1- MSc in Artificial Intelligence from the School of Computer Engineering University of Technology, Tusi
2- Assistant Professor Department of Computer Engineering, K.N.Toosi University of Technology.
Abstract: (4842 Views)
Performance of automatic speech recognition (ASR) systems degrades in noisy conditions due to mismatch between training and test environments. Many methods have been proposed for reducing this mismatch in ASR systems. In recent years, deep neural networks (DNNs) have been widely used in ASR systems and also robust speech recognition and feature extraction.
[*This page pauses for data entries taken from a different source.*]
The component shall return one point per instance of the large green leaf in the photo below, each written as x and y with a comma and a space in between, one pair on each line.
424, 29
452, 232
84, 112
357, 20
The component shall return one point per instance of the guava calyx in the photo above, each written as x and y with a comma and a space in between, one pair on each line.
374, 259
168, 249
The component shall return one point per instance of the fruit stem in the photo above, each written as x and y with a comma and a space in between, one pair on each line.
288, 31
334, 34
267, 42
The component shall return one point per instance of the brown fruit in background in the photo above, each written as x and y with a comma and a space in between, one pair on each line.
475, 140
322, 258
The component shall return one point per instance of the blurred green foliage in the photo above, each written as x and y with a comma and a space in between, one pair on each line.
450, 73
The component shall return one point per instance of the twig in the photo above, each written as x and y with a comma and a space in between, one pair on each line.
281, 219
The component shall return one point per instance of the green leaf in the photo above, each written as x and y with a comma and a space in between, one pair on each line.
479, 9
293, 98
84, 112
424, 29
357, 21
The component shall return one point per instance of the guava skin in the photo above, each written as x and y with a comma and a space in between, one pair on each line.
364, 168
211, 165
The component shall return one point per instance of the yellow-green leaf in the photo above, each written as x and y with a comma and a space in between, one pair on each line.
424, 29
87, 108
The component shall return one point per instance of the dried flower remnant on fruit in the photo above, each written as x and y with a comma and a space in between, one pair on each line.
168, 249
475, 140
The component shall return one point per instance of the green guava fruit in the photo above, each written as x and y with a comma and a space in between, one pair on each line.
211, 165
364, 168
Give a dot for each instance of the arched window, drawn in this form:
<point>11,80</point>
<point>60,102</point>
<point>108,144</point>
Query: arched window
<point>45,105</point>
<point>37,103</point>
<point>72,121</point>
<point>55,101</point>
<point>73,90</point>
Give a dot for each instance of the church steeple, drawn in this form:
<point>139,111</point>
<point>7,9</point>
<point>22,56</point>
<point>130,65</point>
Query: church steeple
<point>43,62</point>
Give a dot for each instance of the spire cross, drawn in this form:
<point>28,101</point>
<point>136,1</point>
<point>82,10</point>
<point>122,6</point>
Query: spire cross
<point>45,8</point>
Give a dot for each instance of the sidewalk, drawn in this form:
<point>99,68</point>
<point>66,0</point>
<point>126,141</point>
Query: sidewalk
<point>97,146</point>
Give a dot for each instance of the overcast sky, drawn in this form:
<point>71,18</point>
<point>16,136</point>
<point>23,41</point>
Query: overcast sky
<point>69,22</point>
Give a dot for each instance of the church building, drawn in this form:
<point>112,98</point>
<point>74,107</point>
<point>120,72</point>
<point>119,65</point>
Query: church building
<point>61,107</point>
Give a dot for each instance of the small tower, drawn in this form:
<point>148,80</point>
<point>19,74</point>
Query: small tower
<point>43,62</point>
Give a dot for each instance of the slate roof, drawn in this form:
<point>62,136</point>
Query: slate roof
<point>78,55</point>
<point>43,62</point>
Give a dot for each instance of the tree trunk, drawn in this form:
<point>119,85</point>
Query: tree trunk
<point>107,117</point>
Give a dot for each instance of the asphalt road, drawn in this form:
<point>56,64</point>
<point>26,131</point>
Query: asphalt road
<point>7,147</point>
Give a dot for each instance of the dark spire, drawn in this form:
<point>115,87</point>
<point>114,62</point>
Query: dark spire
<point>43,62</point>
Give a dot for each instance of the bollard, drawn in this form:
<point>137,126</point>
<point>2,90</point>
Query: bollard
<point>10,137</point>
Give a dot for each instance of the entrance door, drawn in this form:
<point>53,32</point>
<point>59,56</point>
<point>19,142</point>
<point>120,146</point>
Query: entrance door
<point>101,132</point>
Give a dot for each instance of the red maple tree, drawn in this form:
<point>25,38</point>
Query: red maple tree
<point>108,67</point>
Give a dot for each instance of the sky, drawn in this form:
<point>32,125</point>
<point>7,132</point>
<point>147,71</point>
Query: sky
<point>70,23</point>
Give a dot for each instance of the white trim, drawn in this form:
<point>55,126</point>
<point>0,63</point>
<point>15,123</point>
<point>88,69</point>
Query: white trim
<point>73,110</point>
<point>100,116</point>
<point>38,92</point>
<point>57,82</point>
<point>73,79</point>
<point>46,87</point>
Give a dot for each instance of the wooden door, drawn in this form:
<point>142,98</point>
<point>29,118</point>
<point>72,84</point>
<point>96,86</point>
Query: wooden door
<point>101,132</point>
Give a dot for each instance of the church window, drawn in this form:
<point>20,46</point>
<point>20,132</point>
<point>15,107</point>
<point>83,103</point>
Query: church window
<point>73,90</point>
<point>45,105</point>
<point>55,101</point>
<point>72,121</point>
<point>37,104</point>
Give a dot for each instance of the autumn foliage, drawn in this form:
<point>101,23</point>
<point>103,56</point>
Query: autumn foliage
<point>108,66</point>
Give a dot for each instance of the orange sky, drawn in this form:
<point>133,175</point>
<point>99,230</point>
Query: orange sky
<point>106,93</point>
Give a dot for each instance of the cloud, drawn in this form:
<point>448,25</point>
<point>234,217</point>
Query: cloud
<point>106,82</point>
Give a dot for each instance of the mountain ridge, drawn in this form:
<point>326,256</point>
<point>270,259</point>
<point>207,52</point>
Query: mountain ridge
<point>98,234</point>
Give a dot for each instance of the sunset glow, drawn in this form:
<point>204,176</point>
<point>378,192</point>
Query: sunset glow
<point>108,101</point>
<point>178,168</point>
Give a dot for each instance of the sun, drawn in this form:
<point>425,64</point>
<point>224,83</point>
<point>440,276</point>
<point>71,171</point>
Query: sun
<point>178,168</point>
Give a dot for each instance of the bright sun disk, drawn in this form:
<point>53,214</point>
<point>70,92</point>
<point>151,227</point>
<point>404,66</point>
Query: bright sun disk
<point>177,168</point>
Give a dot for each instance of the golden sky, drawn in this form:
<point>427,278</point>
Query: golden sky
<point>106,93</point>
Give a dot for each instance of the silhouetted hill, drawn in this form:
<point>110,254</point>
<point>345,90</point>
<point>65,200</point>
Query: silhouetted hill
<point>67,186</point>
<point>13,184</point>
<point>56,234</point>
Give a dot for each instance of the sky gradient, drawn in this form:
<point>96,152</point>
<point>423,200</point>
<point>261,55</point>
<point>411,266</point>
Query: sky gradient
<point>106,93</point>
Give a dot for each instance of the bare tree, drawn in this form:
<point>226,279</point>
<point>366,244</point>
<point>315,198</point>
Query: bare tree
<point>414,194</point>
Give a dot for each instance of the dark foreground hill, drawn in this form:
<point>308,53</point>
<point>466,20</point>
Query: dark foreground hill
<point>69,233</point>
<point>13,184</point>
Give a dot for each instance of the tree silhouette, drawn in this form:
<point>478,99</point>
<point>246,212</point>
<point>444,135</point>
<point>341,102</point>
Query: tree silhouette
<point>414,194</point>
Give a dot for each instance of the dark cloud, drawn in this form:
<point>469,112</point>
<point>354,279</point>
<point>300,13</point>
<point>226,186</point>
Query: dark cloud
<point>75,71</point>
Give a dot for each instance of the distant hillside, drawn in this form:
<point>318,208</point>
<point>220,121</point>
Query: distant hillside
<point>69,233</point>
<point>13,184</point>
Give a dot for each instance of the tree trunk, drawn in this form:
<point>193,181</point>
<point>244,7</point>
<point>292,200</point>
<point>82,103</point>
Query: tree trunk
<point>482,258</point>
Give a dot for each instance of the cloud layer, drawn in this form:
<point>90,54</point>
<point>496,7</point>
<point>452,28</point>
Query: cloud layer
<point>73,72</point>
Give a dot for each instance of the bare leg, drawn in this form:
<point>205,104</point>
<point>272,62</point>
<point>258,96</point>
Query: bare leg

In this paper, we propose to use deep belief network (DBN) as a post-processing method for de-noising Mel frequency cepstral coefficients (MFCCs). In addition, we use deep belief network for extracting tandem features (posterior probability of phones occurrence) from de-noised MFCCs (obtained from previous stage) to obtain more robust and discriminative features. The final robust feature vector consists of de-noised MFCCs concatenated to mentioned tandem features. Evaluation results on Aurora2 database show that the proposed feature vector performs better than similar and conventional techniques, where it increases recognition accuracy in average by 28% in comparison to MFCCs.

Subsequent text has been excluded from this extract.